Paranormal Activity, a low-budget horror movie about a California couple haunted by a demon, has become Hollywood's biggest success story since The Blair Witch Project. The movie was made for $15,000 by Oren Peli, a videogame programmer with no directing experience, who shot the film in seven days at his house in San Diego. After Paranormal started winning kudos on the film-festival circuit, an executive at DreamWorks showed it to Steven Spielberg, who acquired it and later handed it off to Paramount. By last weekend, the film had expanded to 760 theaters, and by Tuesday, it had raked in $36.9 million, thanks to an aggressive marketing campaign based on Twitter and Internet word of mouth (check out the New York Times story here). (Article continued below...)

This is all encouraging, because it blasts open Hollywood's doors to the rest of us—thanks to reality TV, anybody can be famous now, and thanks to digital technology, it's beginning to look like anybody can make a movie, too. Peli's story might be unconventional, but his plot isn't. It focuses on a woman named Katie (Katie Featherston), who thinks she's being visited by a demon in the night. Her boyfriend, Micah (Micah Sloat), buys a video camera to film the house while they are asleep, and the whole movie is conveniently shot as a shaky amateur video. Peli spoke to NEWSWEEK's Ramin Setoodeh and shared his secrets for how he made Paranormal Activity.

1. Where did he get the idea to make a movie?
He says the premise came to him after hearing strange noises in his own house. "I don't think it was anything supernatural," he says. "A lot of it was natural stuff like the house settling, but that's what got me thinking: what goes on when you're asleep? I've always loved movies. I loved to watch them. Movies like The Blair Witch Project showed me if you get a video camera, with a very small budget, you could make something happen."

2. What did he spend his $15,000 budget on?
"A lot of it was equipment," he says, including the camera, the tapes, the batteries, and the editing software. "All that was more than half the budget."

3. Why did he film in his house?
"Why not? It seems so much simpler," he says. It even gave him an excuse to do some renovations. "When I got the camera, I started shooting around in test shots, and it didn't look very cinematic," he says. "I did some home improvements and put in hardwood floors, painted, and added furniture to make things look better."

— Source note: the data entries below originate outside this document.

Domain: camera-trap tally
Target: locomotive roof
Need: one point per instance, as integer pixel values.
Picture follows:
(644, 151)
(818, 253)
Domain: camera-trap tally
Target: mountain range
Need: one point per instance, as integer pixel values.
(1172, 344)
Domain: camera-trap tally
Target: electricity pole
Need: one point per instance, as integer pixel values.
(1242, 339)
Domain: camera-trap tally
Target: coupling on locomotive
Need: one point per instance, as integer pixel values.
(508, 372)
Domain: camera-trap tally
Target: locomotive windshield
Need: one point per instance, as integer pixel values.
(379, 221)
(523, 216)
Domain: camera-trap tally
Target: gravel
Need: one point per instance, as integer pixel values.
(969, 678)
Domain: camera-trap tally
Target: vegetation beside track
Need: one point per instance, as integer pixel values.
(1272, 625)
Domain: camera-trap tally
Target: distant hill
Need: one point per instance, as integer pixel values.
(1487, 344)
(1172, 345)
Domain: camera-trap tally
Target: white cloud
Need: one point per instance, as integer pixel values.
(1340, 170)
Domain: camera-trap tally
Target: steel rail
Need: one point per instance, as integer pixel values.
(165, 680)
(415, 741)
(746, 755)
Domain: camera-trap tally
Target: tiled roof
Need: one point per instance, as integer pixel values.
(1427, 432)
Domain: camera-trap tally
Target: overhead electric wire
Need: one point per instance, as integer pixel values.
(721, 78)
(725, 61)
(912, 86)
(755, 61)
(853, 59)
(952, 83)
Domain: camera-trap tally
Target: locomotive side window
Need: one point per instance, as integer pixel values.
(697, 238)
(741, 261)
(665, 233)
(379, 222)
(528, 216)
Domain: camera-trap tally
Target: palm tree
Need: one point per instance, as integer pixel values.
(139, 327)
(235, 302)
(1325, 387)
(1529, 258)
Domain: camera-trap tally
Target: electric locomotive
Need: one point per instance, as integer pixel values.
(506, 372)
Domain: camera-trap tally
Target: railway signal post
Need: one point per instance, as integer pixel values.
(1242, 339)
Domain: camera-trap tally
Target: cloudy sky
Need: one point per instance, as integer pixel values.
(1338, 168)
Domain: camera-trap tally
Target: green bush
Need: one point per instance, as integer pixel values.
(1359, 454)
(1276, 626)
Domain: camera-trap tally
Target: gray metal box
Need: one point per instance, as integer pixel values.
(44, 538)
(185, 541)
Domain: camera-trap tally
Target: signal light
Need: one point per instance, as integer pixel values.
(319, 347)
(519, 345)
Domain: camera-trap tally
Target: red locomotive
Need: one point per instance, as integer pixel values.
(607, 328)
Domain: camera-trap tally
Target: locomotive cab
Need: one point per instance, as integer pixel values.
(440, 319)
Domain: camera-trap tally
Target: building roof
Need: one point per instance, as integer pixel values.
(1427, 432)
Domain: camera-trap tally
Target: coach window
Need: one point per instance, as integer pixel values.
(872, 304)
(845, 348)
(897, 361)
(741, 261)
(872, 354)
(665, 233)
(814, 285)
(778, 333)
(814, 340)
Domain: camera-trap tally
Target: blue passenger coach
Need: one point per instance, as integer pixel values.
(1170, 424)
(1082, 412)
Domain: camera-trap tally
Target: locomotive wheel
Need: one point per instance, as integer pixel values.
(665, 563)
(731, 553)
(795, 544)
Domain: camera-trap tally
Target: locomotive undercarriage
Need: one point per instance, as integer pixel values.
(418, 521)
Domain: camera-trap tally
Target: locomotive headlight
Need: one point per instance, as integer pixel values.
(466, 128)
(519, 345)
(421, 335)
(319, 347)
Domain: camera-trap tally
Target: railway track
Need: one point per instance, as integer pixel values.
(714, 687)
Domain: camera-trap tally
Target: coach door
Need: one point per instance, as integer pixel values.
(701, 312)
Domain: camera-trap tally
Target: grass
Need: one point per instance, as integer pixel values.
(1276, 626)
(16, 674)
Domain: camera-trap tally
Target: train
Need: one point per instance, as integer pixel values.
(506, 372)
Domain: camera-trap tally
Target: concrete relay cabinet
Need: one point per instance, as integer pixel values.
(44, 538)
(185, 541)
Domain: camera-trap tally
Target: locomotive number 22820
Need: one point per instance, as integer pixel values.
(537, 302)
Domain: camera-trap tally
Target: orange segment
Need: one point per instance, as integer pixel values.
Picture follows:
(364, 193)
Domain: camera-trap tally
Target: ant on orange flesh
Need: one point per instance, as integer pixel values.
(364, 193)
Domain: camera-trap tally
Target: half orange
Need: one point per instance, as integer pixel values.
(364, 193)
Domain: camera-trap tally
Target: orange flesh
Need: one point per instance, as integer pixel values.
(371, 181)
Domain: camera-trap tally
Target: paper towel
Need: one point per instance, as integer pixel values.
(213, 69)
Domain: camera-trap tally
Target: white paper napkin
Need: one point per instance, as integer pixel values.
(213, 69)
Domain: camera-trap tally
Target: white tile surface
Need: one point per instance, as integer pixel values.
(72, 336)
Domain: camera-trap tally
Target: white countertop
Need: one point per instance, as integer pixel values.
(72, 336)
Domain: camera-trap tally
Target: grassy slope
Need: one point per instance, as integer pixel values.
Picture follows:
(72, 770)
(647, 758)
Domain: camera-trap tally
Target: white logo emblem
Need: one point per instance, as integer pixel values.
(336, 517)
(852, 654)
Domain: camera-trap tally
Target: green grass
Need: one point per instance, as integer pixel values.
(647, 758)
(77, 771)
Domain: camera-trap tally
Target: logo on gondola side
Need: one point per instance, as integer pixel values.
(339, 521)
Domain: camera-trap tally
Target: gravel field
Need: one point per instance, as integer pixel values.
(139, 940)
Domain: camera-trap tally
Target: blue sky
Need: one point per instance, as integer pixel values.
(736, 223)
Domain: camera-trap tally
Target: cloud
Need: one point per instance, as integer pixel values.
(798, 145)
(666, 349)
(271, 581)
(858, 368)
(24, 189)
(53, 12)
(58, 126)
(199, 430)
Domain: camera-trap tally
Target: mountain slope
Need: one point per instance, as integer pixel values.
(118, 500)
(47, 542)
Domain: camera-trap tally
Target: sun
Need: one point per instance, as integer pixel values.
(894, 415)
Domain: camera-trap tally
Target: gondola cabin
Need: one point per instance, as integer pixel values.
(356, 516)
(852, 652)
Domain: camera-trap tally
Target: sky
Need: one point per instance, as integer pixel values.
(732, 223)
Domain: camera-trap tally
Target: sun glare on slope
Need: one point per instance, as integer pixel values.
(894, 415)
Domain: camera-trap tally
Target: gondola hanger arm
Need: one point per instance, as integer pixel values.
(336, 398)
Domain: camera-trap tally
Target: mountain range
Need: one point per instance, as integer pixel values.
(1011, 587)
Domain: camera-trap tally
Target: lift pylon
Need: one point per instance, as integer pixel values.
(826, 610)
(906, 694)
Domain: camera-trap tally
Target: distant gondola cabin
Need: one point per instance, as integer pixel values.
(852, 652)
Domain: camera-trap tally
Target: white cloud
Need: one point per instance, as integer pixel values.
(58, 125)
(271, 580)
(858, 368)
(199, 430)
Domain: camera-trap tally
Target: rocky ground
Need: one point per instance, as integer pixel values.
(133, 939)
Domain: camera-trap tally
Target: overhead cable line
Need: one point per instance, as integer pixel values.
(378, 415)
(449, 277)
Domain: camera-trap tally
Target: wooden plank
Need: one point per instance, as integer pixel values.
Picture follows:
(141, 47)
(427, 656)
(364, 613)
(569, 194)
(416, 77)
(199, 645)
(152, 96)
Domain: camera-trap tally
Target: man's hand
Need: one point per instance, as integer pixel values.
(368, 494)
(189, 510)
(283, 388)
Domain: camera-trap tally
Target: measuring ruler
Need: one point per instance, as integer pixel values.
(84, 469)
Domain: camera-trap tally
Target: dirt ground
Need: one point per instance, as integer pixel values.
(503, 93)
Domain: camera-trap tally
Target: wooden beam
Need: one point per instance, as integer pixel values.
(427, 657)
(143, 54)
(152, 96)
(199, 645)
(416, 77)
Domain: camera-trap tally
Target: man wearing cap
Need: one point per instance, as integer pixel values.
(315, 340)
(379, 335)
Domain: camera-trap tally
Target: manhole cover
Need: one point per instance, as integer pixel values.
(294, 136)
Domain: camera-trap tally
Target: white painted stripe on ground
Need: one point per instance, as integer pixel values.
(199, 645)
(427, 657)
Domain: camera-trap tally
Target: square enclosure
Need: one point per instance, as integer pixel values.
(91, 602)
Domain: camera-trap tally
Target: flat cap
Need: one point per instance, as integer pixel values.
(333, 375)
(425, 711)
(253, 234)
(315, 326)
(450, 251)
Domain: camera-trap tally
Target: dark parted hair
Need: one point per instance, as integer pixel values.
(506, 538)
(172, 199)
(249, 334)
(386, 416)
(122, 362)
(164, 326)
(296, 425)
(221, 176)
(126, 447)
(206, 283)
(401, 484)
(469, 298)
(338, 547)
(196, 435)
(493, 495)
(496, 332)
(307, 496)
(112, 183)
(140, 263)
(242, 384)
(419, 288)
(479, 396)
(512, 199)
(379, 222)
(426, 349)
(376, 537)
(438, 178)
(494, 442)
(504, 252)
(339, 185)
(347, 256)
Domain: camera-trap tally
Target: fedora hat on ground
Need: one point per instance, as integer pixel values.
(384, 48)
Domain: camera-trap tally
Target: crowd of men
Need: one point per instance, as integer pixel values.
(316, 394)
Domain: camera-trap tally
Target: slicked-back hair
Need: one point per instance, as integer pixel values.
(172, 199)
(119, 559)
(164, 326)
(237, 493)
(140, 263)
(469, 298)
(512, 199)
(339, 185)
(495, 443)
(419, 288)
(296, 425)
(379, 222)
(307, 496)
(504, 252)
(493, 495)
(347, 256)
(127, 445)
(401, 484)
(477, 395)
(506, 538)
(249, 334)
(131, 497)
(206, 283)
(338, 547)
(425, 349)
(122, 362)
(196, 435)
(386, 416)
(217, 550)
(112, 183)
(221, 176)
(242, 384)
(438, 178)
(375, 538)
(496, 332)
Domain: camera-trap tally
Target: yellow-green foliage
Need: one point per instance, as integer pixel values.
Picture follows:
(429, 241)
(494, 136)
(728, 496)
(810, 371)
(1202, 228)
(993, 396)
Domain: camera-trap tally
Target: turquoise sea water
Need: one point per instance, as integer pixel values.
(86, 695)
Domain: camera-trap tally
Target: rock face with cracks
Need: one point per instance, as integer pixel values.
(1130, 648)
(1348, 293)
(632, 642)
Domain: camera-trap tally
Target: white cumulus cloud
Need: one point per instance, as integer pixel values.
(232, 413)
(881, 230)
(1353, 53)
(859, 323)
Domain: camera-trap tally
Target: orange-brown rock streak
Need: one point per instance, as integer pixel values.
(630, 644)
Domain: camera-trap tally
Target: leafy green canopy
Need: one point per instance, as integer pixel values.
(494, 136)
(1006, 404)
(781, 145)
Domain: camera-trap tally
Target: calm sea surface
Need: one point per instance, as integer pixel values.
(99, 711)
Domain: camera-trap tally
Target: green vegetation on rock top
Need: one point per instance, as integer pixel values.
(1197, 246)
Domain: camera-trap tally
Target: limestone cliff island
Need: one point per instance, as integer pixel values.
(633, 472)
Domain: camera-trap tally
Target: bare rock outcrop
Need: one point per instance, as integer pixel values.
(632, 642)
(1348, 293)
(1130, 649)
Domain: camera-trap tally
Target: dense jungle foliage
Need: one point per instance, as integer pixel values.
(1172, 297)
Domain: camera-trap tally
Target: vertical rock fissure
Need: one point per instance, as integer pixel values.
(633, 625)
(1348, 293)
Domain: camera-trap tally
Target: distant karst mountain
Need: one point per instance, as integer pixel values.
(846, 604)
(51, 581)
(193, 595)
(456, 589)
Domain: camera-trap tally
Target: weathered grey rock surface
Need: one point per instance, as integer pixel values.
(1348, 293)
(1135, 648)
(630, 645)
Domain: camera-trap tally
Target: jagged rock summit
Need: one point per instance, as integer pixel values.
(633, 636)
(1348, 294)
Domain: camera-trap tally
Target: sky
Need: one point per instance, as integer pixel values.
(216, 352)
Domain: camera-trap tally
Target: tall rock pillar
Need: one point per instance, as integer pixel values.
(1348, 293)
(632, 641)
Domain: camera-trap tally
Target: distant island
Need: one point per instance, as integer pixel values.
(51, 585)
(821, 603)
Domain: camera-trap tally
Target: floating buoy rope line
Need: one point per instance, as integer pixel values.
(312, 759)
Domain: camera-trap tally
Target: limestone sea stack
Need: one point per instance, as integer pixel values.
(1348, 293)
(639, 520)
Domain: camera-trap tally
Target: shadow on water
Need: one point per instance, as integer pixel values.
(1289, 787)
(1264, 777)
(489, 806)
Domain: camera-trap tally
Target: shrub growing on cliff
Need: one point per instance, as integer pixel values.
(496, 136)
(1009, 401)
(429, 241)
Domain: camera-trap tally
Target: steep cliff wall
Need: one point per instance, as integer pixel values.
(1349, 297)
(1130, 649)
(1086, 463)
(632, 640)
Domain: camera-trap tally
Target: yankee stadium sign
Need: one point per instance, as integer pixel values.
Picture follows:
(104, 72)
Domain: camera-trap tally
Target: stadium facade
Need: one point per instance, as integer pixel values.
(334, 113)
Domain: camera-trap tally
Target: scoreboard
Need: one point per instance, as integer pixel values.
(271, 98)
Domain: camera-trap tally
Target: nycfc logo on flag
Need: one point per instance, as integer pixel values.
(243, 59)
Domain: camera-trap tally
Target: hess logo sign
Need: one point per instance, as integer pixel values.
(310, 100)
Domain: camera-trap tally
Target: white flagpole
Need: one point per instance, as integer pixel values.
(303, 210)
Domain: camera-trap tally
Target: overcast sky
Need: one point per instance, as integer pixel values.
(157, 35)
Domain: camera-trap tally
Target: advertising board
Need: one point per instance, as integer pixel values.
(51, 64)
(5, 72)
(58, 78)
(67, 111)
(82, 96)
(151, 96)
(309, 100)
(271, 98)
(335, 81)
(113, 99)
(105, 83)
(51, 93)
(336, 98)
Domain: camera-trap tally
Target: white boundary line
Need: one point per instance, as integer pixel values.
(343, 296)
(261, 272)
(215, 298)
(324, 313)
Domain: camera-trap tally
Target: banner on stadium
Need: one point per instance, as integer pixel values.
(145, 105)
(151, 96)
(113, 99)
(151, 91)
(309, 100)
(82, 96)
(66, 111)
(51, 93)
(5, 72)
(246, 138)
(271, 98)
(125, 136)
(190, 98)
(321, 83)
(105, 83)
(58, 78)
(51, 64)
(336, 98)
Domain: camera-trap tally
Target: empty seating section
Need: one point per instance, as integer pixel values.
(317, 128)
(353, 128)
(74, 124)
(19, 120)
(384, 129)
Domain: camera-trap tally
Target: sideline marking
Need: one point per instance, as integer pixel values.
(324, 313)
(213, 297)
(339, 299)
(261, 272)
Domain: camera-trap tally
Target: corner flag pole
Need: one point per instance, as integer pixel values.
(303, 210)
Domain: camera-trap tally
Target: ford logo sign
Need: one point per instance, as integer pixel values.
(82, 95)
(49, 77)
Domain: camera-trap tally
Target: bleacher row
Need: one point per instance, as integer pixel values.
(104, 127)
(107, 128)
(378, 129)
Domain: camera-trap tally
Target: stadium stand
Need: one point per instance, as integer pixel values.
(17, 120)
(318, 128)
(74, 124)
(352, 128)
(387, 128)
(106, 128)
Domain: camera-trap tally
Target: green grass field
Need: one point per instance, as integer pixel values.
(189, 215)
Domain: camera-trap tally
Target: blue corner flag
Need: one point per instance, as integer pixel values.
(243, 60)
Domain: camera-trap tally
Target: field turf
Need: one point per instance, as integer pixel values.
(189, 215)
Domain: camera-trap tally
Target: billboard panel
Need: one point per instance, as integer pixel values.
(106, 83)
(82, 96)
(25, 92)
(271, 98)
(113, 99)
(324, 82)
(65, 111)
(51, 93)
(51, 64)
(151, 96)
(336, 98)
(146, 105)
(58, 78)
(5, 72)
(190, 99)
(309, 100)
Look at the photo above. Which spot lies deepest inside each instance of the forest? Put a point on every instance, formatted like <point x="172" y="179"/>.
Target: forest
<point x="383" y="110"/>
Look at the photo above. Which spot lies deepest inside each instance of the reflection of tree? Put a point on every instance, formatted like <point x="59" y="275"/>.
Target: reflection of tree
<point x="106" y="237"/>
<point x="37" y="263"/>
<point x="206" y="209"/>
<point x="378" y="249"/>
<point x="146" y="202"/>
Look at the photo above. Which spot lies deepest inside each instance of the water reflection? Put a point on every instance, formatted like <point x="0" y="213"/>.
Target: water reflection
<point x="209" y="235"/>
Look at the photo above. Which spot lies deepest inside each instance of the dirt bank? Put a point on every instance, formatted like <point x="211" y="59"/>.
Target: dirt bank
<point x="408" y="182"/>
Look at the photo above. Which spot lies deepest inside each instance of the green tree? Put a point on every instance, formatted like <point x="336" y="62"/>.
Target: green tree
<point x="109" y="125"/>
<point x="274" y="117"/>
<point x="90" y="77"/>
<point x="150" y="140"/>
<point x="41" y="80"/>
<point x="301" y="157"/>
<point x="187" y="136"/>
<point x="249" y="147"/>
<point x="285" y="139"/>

4. How did he edit the film?
Peli says he taught himself editing on the Internet. "Before I shot the movie, I spent a year training myself to edit the CGI and audio mix," he says. "I needed to know what my abilities are: what I can and cannot do, and plan the movie around it. Then I bought an editing program and started experimenting."

5. Why did the ending change?
In the original version, the police storm into the house and shoot Katie after she's been possessed. "It was slower," he says. "It didn't have much of a payoff. It tested OK, but not great." The current ending, which has audiences screaming and clutching their seats, was suggested by Spielberg.

6. Is he worried about Blair Witch-like backlash ?
Nobody has heard from Blair Witch directors Daniel Myrick and Eduardo Sánchez in years, and it's not because they got lost in the woods. "There are always going to be people who are not going to love the movie, whether there's hype or not," Peli says. "A lot of people are still blogging and Twittering: believe the hype."

7. Is he going to quit his day job?
The short answer is yes—Peli is a full-time director now, and a rep from Paramount said that he's working on his next project. But he's learned a valuable Hollywood lesson: sometimes you get more attention if you keep everything a secret, even if there's nothing to hide. "I'm not going to say anything about [the next project]," he says. When does it come out? "I don't know." Will Spielberg be involved? "I can't comment."